1
The small room was full of warmth and camaraderie. There were no more than twenty people, but their presence filled it comfortably. At one end there was a small raised platform, on which stood a music stand. The remaining space was filled with chairs grouped around tables. A man, apparently in his middle years, stepped onto the platform, smiling broadly as he faced the gathering. In his appearance, dress and manner, he contrived to combine an air of fading gentility with a certain raffishness, expressed most obviously in the angle at which he wore his trilby hat.
"Welcome again, my friends to a night of art and intimacy, to our regular celebration of the word both spoken and sung. Performers are assembling among us of all ages, of both sexes and none, united none the less in one important particular, that being their skill and devotion to the arts of the word.
"We have so many eager contributors that there is no time to lose. Let's welcome our first contributor, who has the honour this evening of launching our session, I should say that few could discharge it as well as he. We have no need for names or superficial identities here, welcome, please our sailor of lost waterways, who will share with us his explorations of the most distant tributaries of love."
2
As the compere stepped down, his place was taken on the platform by a lean
and intense man, who carried the enigmas of youth with him into early middle age.

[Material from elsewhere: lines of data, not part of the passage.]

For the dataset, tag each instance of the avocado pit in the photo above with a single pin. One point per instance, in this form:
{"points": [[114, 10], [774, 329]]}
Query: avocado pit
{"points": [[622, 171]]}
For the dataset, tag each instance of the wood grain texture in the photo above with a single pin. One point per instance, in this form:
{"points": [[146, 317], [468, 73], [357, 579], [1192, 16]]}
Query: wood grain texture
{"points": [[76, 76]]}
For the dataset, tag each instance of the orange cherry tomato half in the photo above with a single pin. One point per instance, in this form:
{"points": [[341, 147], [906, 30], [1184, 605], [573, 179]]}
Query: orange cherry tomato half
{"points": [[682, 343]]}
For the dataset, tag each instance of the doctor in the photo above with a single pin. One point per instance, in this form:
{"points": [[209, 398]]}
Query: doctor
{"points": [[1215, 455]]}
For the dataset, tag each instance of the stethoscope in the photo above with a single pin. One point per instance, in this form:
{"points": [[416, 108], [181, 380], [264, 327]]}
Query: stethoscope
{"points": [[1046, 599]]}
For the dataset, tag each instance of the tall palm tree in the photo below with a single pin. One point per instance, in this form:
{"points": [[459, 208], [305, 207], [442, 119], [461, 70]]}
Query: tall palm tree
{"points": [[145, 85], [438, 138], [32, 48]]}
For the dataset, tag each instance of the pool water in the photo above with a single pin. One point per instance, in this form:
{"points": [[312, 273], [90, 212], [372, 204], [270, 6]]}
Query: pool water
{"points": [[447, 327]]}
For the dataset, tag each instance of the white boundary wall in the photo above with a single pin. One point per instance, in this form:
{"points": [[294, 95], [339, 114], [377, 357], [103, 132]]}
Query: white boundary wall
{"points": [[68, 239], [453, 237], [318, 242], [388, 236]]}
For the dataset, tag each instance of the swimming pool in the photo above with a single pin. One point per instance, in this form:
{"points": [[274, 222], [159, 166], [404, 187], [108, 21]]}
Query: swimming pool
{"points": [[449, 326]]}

The trim of his beard, and the intensity of his gaze suggested a benign Lenin, a man who might promulgate revolutions within the hearts and minds of those who already knew too much.
His voice discovered an unadorned melody, as his cadences filled the room like swirls of mist. He described forms of tenderness that had long been accounted sin. He was an adult and worldly Eros, who could wear the god's authority lightly on the lilting of his voice. He beheld his audience with his magical eye, enabling them to see how comfortably intimacy and warmth could wear the despised habit of the outcast. How love could blossom through the cracks of even the least promising opportunity.
His was the voice of those least visited parts of the city, where unusual pleasures were cultivated and pursued, where those who wore a common badge of rejection found a fragile solidarity in the tangle of their shared sensations.